Isack retornou outras vezes. Numa “ocasião”, conversando com o monge, foi convidado a “acompanhar ele e brigar, não dizendo com quem”. Depois disso Isack foi embora, “visto ter verificado que o tal monge não era o afamado João Maria”. No dia 21 chegou a sua casa uma força do Regimento de Segurança (cavalaria e infantaria), sob o comando do coronel João Gualberto. O comandante contou a ele que “ia com aquela força efetuar a prisão do célebre monge José Maria”, convidando-o a atuar como vaqueano das tropas, o que foi aceito.
Às 3 horas na madruhada do dia 22, seguiram “para o Irani”. Isack foi na frente. Ao chegar no Banhado Grande, a força foi atacada “por indivíduos que faziam parte do grupo do monge”. Diante disso o coronel Gualberto, que estava à frente, “ordenou que a infantaria avançasse, mandando estender em linha de atiradores”, além de mandar montar a metralhadora. Testou, ela funcionou inicialmente, mas depois ficou “engasgada”. Após abandonar a arma o comandante foi “para a linha de tiro e mandou que fosse feito descargas cerradas em direção ao mato próximo de onde o respondente viu surgir grande quantidade de homens montados e outros a pé”. Viu “perfeitamente quando a cavalaria do monge avançou sobre as praças da linha de tiro” e, diante do perigo e temendo “ser reconhecido”, Isack foi para casa.
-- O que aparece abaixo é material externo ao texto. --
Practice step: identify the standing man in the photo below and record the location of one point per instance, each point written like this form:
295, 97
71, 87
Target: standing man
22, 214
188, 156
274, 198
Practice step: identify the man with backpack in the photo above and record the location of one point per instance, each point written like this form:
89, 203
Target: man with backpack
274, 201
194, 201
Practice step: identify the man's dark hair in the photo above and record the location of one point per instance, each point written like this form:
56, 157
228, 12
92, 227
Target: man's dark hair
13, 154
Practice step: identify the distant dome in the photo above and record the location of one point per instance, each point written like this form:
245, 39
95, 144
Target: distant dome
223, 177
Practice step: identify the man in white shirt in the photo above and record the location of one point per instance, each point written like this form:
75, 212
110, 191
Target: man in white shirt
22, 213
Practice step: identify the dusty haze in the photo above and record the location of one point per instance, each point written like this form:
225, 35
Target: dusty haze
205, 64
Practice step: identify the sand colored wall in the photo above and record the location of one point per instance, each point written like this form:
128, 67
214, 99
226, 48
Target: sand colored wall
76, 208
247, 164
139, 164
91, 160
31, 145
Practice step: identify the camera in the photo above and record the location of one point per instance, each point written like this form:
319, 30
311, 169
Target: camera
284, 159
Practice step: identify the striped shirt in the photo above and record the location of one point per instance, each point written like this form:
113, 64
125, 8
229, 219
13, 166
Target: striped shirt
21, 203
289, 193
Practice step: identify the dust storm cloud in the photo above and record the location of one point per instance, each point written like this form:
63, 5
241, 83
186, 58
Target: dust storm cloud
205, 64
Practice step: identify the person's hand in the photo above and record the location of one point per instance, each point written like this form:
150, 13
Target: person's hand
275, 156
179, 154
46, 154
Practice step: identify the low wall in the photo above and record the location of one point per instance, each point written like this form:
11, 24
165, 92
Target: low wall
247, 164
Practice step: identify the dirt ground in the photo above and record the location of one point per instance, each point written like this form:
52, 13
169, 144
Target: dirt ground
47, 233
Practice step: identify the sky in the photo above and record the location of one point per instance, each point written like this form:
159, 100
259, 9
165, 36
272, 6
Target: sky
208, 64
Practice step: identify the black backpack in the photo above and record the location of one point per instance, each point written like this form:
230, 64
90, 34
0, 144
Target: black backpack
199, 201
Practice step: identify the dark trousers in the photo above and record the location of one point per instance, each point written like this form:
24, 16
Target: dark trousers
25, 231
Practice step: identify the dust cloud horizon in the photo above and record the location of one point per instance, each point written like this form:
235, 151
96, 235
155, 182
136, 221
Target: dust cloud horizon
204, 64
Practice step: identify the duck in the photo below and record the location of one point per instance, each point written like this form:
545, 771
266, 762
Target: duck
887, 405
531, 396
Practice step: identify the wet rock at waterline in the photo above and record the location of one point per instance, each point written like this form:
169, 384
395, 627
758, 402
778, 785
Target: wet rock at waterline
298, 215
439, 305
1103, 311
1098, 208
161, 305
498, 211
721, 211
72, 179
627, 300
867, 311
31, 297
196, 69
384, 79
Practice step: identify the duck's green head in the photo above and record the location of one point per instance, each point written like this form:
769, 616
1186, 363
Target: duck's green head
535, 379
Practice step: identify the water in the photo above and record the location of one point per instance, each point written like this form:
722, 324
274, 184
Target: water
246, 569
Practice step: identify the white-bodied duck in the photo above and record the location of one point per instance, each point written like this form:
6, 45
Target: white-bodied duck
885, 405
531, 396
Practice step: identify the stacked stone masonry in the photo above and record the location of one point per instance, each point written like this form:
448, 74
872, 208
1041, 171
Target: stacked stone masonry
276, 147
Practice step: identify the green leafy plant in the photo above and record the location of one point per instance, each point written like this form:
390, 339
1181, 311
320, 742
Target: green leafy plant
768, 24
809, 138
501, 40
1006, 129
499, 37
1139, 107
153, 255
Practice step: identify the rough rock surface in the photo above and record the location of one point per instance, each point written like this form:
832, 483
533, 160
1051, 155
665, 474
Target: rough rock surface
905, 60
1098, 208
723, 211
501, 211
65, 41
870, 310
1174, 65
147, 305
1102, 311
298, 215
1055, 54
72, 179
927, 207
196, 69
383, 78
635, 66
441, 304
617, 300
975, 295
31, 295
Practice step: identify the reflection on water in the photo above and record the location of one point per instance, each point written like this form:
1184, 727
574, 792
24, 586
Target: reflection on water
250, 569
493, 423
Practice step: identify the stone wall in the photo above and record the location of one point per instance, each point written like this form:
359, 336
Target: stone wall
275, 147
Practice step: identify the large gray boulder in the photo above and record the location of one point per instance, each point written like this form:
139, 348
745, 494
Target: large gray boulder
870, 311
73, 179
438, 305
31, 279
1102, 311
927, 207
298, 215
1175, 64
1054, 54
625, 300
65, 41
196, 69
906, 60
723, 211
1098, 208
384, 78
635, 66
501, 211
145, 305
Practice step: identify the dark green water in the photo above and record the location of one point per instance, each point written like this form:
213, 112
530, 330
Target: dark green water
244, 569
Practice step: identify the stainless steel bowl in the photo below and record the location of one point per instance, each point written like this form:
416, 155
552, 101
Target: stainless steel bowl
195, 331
Com ele chegou um corneteiro da Polícia, com diversos ferimentos. No dia seguinte apareceu um cabo “com grande ferimento nos olhos”. Depois surgiu outra praça com ferimento num braço. Eles não sabiam quantos tinham morrido, nem o destino de João Gualberto. No dia 24 ou 25, o sub-comissário de Polícia de Rio do Peixe foi ao local do combate e “aí sepultou todos os cadáveres que ali se achavam”. Soube disso quando, ao se dirigir para sua casa, sendo obrigado a passar pelo local, aproveitou para “verificar se de fato o monge estaria morto", encontrando o dito sub-comissário “em companhia de alguns homens, dando sepultura aos cadáveres”.
Isack “verificou que o célebre monge estava morto dentro de uma [...]”. “...quase sobre o banhado estava o cadáver do coronel João Gualberto”, que foi levado para o cemitério próximo. Isack calcula que a força do monge era composta por “trezentos e tantos homens”. Estavam com fita branca no chapéu: Miguel Fabrício, Thomaz Fabrício, Manoel Barreto e "Maurílio de Tal (vulgo Pepino Branco)". E “por ouvir dizer de algumas pessoas sabe que José Fabrício e José Felisberto tomaram parte no combate ao lado do Monge”. Na manhã de 22, lhe disseram que “Miguel Fragoso tinha abandonado o Monge, antes do combate, indo com algumas famílias para o Jacutinga onde mora”.